Two years ago, Microsoft started rolling out a budget tracking service called Money in Excel as a carrot for its Microsoft 365 Personal and Family subscription. But the company has decided to drop Money in Excel, along with Wolfram Alpha data type support for Excel, starting next year.
According to an email sent by Microsoft to some Microsoft 365 subscribers, Microsoft has not fully explained the reason for its decision to remove these features. However, as noted by XDA Developers, the email stated that Microsoft will “occasionally remove underused features and benefits.” So it may just be that not enough people are using Money for Excel.
Update: Here is the acknowledgment of the email content from a Microsoft customer support article. The reason for the decision to discontinue Money for Excel next year is as follows: “We have learned a lot from Money in Excel and appreciate the many needs people have for their families and their money. There are other areas where we can have a greater impact and will focus on those moving forward.”
Money in Excel is a template and add-in for Excel. The feature allows users to automatically connect their bank accounts, credit cards, investments, and loan accounts to Excel through a relationship with Plaid. Users can track their spending habits and see their total monthly expenses through the “Snapshot” sheet. Microsoft planned to roll out this service globally for paid Microsoft 365 Personal and Family subscribers.
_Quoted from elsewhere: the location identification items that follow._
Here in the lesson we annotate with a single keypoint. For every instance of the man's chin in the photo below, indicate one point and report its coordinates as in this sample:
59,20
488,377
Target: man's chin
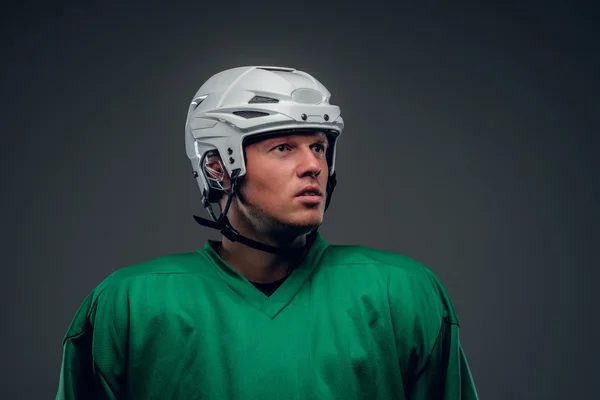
302,226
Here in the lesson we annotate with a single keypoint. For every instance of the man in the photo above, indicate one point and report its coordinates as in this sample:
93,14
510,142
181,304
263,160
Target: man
272,311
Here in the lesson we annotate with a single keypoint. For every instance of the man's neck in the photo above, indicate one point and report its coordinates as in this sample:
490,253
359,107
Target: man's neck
257,265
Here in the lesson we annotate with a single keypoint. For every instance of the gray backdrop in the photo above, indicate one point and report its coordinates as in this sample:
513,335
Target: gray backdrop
470,145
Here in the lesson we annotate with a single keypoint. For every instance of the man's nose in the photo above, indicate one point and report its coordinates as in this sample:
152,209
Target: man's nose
310,162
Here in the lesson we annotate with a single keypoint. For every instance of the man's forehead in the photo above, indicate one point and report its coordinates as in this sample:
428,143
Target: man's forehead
319,135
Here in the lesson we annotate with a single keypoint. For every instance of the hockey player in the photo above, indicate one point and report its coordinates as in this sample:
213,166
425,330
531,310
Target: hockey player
272,311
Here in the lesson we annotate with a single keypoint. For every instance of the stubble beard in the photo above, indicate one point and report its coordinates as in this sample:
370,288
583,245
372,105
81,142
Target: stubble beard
263,222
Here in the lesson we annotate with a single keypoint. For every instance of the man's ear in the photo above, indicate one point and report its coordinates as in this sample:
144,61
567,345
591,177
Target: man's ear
215,169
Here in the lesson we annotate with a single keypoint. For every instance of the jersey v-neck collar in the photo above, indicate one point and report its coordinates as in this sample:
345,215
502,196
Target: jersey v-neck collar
271,305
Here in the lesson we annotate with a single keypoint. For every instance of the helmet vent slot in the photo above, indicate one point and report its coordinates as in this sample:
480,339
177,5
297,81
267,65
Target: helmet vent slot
250,114
262,99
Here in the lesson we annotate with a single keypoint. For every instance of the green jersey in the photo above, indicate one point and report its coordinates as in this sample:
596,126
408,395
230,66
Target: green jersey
349,323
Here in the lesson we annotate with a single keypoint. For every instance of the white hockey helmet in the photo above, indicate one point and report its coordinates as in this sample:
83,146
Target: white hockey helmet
238,103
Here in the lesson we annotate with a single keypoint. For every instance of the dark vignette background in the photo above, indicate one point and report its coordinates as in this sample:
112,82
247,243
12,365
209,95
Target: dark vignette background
470,145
According to the email, Money in Excel users can continue to use the service until June 30, 2023. They will not be able to add more data to their spreadsheets, but they will be able to continue accessing their existing data. . Microsoft is offering a 60-day free trial of Tiller to anyone looking for a similar service.
Microsoft is not giving up trying to seduce consumers with new services. Its WebXT team is pushing full throttle with new search, advertising, shopping and news services. And Microsoft is still trying to build a consumer audience for Teams.
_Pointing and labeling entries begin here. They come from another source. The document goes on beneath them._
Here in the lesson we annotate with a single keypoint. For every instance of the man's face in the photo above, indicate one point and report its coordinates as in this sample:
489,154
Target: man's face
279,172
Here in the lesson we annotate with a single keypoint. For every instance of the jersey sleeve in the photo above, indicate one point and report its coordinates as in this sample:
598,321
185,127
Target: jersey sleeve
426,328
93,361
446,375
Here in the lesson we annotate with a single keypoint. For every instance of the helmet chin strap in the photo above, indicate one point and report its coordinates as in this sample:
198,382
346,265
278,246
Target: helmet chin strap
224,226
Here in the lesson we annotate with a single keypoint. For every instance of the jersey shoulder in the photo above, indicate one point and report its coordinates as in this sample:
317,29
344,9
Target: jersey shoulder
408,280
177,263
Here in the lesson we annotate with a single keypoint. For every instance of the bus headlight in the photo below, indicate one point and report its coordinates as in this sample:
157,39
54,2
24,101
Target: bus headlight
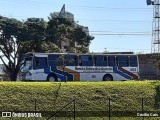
28,74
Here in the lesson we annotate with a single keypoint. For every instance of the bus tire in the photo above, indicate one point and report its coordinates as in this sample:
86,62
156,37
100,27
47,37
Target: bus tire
107,77
52,78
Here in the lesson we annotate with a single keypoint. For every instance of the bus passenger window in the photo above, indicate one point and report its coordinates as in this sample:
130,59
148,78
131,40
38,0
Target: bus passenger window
111,61
122,61
85,60
40,62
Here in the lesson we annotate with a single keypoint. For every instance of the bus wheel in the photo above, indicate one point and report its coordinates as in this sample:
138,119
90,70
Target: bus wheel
52,78
108,78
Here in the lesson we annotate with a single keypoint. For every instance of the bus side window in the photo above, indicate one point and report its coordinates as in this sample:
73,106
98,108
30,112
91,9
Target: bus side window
111,61
71,60
52,60
122,61
40,62
85,60
133,61
99,60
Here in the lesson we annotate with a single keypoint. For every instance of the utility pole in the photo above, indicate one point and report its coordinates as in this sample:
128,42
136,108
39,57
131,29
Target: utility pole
155,47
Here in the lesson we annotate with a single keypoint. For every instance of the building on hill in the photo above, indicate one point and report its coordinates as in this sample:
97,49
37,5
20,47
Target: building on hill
65,14
148,66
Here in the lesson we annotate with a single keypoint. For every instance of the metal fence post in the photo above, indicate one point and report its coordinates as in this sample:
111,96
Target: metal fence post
35,107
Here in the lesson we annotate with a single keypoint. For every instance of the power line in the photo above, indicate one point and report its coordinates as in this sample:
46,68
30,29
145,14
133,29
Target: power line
81,6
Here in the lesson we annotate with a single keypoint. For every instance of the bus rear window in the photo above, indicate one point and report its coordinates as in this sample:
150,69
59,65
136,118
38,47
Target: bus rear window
40,62
85,60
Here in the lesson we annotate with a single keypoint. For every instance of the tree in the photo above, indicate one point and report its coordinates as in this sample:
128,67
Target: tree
18,38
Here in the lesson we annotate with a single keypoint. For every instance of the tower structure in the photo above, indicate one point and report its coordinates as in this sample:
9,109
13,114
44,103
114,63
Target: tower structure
155,45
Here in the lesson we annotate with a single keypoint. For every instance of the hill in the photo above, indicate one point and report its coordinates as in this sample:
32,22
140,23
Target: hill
125,97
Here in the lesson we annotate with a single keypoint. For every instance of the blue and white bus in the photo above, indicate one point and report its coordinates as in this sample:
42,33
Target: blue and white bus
79,67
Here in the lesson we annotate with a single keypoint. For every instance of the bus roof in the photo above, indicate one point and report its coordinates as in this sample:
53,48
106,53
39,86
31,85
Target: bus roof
108,53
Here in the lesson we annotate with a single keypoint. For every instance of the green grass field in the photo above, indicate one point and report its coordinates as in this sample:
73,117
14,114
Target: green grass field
89,96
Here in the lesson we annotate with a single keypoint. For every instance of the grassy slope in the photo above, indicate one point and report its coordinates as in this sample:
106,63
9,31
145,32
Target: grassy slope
90,96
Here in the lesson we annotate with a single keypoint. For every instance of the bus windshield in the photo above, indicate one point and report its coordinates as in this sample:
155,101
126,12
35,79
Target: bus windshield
26,64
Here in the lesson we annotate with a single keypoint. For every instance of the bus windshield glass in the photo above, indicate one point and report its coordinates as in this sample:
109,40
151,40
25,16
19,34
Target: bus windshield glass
26,64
A recent job posting for a position on the Web Experiences Team (WebXT) claims that the team “is at the center of driving the next wave of consumer products.”
“Our team is responsible for designing, implementing and delivering modern AI-powered applications,” the job posting states. (I assume the reference to AI is largely due to Bing, which is where much of Microsoft’s internal AI work is housed and sourced from.) The connections between what Microsoft is doing on fronts of mainstream applications and the Edge browser and Bing search/advertising runs deep.